One more thing . . . get a job?
This era of college basketball has older players. This is a feature. Not a bug.
A key criticism for players that exercise an extra year of eligibility is to get a job4.
The irony is players like RJ Davis have a job.
Few of the payments or contracts for collegiate players are overt. That’s a shame because it leaves people to use their imagination on how it all works.
Money complicates things and when the actual monetary value is allowed, but still obscure, it makes the discourse5 and environment silly.
My guess is Davis will make around seven figures while playing basketball next season. That’s a way above average income for a 22 year-old adult.
A well compensated job.
Find the code for the table in this post here, and please consider subscribing to the newsletter if you haven’t already.
I’ve been trying to compute UNC Career Stats too, and working on ways to surface more of the data to compare players from different eras.
For example, did you know Ed Cota and RJ Davis have played the same number of career games?
Cota logged 223 more minutes than Davis, and Davis has attempted 692 more shots than Cota. Both own a career three-point percentage around ~37 percent despite Cota attempting 487 fewer three-point shots than Davis.

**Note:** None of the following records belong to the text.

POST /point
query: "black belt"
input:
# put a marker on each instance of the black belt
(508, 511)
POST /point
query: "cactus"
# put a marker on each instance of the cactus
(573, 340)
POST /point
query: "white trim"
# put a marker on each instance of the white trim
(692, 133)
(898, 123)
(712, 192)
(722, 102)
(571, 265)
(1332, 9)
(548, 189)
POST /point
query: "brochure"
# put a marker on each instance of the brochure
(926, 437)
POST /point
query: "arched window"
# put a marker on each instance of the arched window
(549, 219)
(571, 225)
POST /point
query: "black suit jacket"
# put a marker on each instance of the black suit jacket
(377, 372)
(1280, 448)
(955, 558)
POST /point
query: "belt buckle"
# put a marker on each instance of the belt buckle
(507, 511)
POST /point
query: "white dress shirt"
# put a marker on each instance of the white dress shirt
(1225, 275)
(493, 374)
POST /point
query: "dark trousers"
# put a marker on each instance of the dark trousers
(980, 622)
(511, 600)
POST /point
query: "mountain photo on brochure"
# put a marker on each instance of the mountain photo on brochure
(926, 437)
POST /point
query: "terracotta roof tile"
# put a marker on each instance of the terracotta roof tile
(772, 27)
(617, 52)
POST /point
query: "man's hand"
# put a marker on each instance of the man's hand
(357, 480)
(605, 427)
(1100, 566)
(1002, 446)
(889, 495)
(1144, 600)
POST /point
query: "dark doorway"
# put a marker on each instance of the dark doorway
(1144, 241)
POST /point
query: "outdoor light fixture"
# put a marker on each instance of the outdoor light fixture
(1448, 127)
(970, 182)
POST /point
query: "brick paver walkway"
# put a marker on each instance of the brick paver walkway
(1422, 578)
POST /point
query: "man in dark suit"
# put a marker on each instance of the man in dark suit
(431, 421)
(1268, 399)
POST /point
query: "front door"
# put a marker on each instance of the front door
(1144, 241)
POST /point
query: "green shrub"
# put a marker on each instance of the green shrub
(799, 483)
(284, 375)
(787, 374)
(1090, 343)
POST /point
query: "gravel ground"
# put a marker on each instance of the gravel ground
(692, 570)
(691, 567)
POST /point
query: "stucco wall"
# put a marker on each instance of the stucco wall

Only three players in UNC history - Shammond Williams, Rashad McCants, and Jeff Lebo - have made 40 percent or better from three-point land with a minimum of 200 attempts. Davis’ career percentage is 37.2 through four seasons.
Armando Bacot’s legacy is complicated. His most overlooked trait in my mind was his durability. Bacot played in 169 of a possible 171 games (~99 percent).
Only eight players have attempted over 500 shots in a single season - Davis (607), Justin Jackson (596), Tyler Hansbrough (535), Caleb Love (534), Joel Berry II (525), Harrison Barnes (521), Luke Maye (516), and Wayne Ellington (507). Will Davis be the only player to attempt 500 or more shots in multiple seasons? Is that a good thing?
Not sure what is worse: clamoring about the age of players or shouting Cooper Flagg is HIM over and over. Both are stupid.
The news of Davis’ return breaking a week before he announced it himself and the time he announced it feels like a pretty good indication there were contract negotiations. Why can’t we just call it that?